Using Containers on HPC Resources

Running Your Applications with Ease

Charles Peterson

Learning Objectives 🎯

Welcome!

In this workshop, we will go over using containers on HPC resources, like UCLA’s Hoffman2

  • Understand the basics of containers 📚
  • Used in HPC environments 💻
  • This Workshop will show:
    • Basics of containers
    • Virtualization concepts
    • Give practical example

Files for this Presentation 📁

This presentation can be found on our GitHub page

  • Viewing the slides
  • To download the presentation and example files, run the following command (this will download the files from GitHub):
git clone https://github.com/ucla-oarc-hpc/WS_containers

Containers: The Basics

Containers: The Basics 📦

What Are Containers?

Containers are a powerful way to install and run scientific software.

  • Consistency ✔️
    • Software runs the same way, regardless of where the container is executed.
  • Isolation 🔒
    • Containers do not interfere with other containers or with the host, ensuring a secure execution environment.
  • Lightweight and portable ✈️
    • Same containers can be easily transferred between computers, HPC systems, or cloud providers.
  • Installing software 🛠️
    • Easily install and manage complex scientific software

Containerizing Software 🛠️

Containers allow you to:

  • Package applications along with all their dependencies, configurations, libraries, and binaries. This comprehensive packaging ensures that the application runs consistently everywhere.
  • Easily deploy and run them across different systems, facilitating scalability and flexibility.

Transferring Containers 🚚

Containers allow for:

  • Easy transfer between different HPC resources
  • Ensure consistent environment for your software

Traditional Installation 🏗️

Typically, to use your software on Hoffman2, you need to:

  • Transfer code to Hoffman2
# From Github
git clone https://github.com/charliecpeterson/mysoftware
# From a website
wget https://www.mysoftware.com/software.tar.gz
# Copy code from other machine
scp mysoftware.tar.gz hoffman2.idre.ucla.edu
  • Load Required Modules
module load gcc/10.2.0
module load intel/2022.1.1
  • Compile Your Software
cmake .. -DCMAKE_INSTALL_PREFIX=$HOME/myapps
make ; make install
  • Update software’s environment
export PATH=$HOME/myapps/bin:$PATH
export $LD_LIBRARY_PATH=$HOME/myapps/lib:$LD_LIBRARY_PATH

Caution

Challenges with Installing Software 🛠️

  • Researchers face difficulties in managing software installations:
    • Spend time setting up software on Hoffman2
      • Figuring out how to compile
      • Installing dependencies
    • Having to wait for System Admin help
    • Then start all over when using software on a different HPC resource
  • HPC resources (like Hoffman2) are SHARED resources 👥
    • Researchers are running software on the same computing resource
    • No ‘sudo’ and limited yum/apt-get commands available 🚫

Containers vs. Traditional Install ⚖️

  • Traditional install
    • Software dependencies must be installed on the host system. 📁
    • Conflicts can occur between different software versions. ⚠️
    • Challenging to achieve consistent environments across platforms. 📉
  • Containerization
    • Dependencies are packaged within the container. 🎁
    • No conflicts with the host system or other containers. ☮️
    • Consistent and reproducible environments on any platform. 📈

Container Advantages

  • Bring your own OS 🌎
    • Portability ✈️
    • Reproducibility 🔁
    • Design your own environment 🎨
  • Install your application once:
    • Use on any HPC resource 🌐

  • Easily install software with apt/yum 📦

  • Great if software requires MANY dependencies that would be complex installing on Hoffman2. ⛓️

Understanding Virtualization 🖥️

Before diving into containers, it’s important to first understand virtualization, the technology that paved the way.

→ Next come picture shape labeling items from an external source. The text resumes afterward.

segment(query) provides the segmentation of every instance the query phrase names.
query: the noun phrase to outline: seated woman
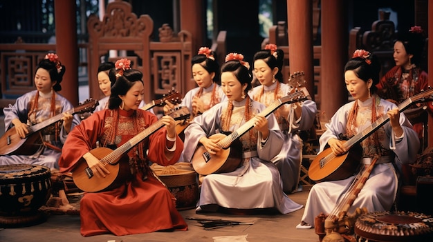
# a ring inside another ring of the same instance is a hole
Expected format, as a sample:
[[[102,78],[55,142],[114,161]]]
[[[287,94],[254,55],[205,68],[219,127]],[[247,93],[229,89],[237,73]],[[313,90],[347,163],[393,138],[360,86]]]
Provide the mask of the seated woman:
[[[182,99],[181,106],[187,107],[191,112],[189,121],[178,121],[176,131],[183,138],[183,132],[194,117],[201,114],[217,103],[225,101],[226,97],[221,86],[217,83],[219,65],[214,53],[208,47],[201,47],[191,60],[192,77],[198,87],[188,91]],[[166,101],[165,113],[169,112],[174,105]]]
[[[273,44],[266,45],[265,50],[254,55],[253,70],[260,85],[251,90],[250,95],[266,107],[287,96],[293,88],[283,82],[282,69],[284,52]],[[297,87],[297,85],[295,85]],[[278,168],[286,194],[297,190],[302,157],[302,139],[300,131],[309,130],[317,112],[315,103],[310,98],[304,87],[300,88],[308,99],[295,103],[284,104],[274,114],[283,132],[284,143],[279,154],[271,160]]]
[[[242,144],[238,150],[242,153],[240,166],[232,172],[210,174],[203,179],[196,211],[273,209],[287,214],[302,205],[283,192],[278,169],[270,161],[281,150],[282,132],[273,114],[268,118],[257,115],[266,107],[248,95],[252,78],[249,65],[243,59],[240,54],[229,54],[221,66],[221,87],[228,100],[196,117],[185,131],[184,154],[190,161],[199,144],[210,154],[221,150],[218,141],[210,136],[234,132],[250,120],[254,123],[239,138]]]
[[[346,88],[355,101],[337,110],[319,140],[320,152],[329,147],[336,156],[342,155],[349,150],[341,139],[353,137],[384,115],[389,118],[389,123],[362,140],[360,161],[346,161],[360,162],[367,166],[374,157],[380,157],[349,210],[351,213],[358,208],[370,212],[389,210],[397,194],[402,165],[414,162],[419,148],[416,132],[405,114],[400,113],[394,103],[376,94],[380,70],[378,59],[369,52],[357,50],[353,53],[344,67],[344,79]],[[343,199],[342,194],[349,190],[355,177],[353,174],[345,179],[315,184],[297,228],[311,228],[316,216],[321,212],[329,214]]]
[[[62,147],[68,133],[80,123],[77,115],[67,111],[73,108],[72,104],[57,93],[62,90],[60,83],[66,67],[62,65],[59,57],[48,53],[36,67],[35,86],[37,90],[28,92],[17,99],[14,105],[3,108],[6,130],[15,127],[17,134],[26,138],[29,127],[49,121],[49,119],[63,113],[63,118],[55,123],[47,123],[40,132],[30,135],[43,137],[39,149],[35,154],[25,155],[14,154],[0,156],[0,165],[30,164],[45,165],[49,168],[58,168]],[[30,140],[32,140],[30,139]],[[32,144],[33,145],[33,144]],[[23,144],[26,145],[26,143]],[[30,149],[34,145],[28,145]]]
[[[61,172],[72,171],[73,175],[80,172],[74,169],[86,162],[95,177],[113,175],[91,151],[98,143],[117,150],[158,121],[154,114],[138,108],[144,93],[142,74],[131,69],[125,59],[116,62],[116,68],[118,77],[111,82],[108,109],[91,114],[70,134],[59,161]],[[161,165],[176,163],[183,148],[176,134],[174,119],[164,116],[160,121],[165,127],[125,152],[119,163],[127,171],[125,177],[120,177],[120,185],[84,194],[80,214],[82,236],[187,230],[174,197],[149,167],[149,161]]]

  • What is Virtualization?
    • Allows multiple isolated environments to run on a single physical machine.
    • Improves resource efficiency by sharing hardware among different virtual machines.
    • Forms the foundation for modern containerization.

Matrix GIF

Types of Virtualization 📐

  1. Hardware Virtualization - Virtual Machines (VMs)
    • Creates virtual machines with independent OS and resources on a single physical host.
    • Ideal for running different operating systems or when complete OS isolation is required.
    • Example: VirtualBox, VMware, AWS EC2
  2. Operating System Virtualization - Containers ✅
    • Allows multiple isolated user-space instances on the same OS kernel.
    • Efficient and lightweight, suitable for microservices and scalable applications.
    • Example: Docker, Apptainer, Kubernetes
  3. Application Virtualization
    • Packages applications and their dependencies for execution on any compatible system.
    • Perfect for deploying apps without worrying about system compatibility or installing dependencies.
    • Example: App-V, ThinApp, Turbo

Bare Metal Setup: No Virtualization 💻

  • ‘Bare metal’ refers to physical servers running directly on hardware without virtualization. 🔧
    • Similar to running software directly on your laptop
  • Software is installed directly on the host operating system. 💿
  • Uses the pysical hardware such as CPU, memory, and storage 📊
  • ✨ Advantages: High performance, direct access to hardware, low overhead. 👍
  • ⚠️ Limitations: Less flexibility, limited isolation between applications, potential underutilization of resources. 👎
  • Software runs directly on OS from the physical hardware

  • Typical applications are in this fashion

    • Most module load software

Virtual Machines (VMs): Hardware-Level 🖥️

  • VMs emulate physical computers and run multiple operating systems on a computer.
  • Each VM has its own ‘virtual’ hardware, including CPU, memory, and storage. 💾
  • VMs are managed by a hypervisor (e.g., VirtualBox, VMware) that abstracts the physical hardware. 🎛️
  • VMs provide isolation between environments 🛡️


  • Applications running inside of a VM are running on a completely different set of (virtual) resources

  • A “Machine” within a “Machine”

OS Virtualization: Containers 🐳

  • OS virtualization with containers allows multiple, isolated user-space instances to run on a single host OS.
  • Containers share the host OS kernel but have their own file system, libraries, and dependencies.
  • Containerization provides a consistent and reproducible environment across platforms.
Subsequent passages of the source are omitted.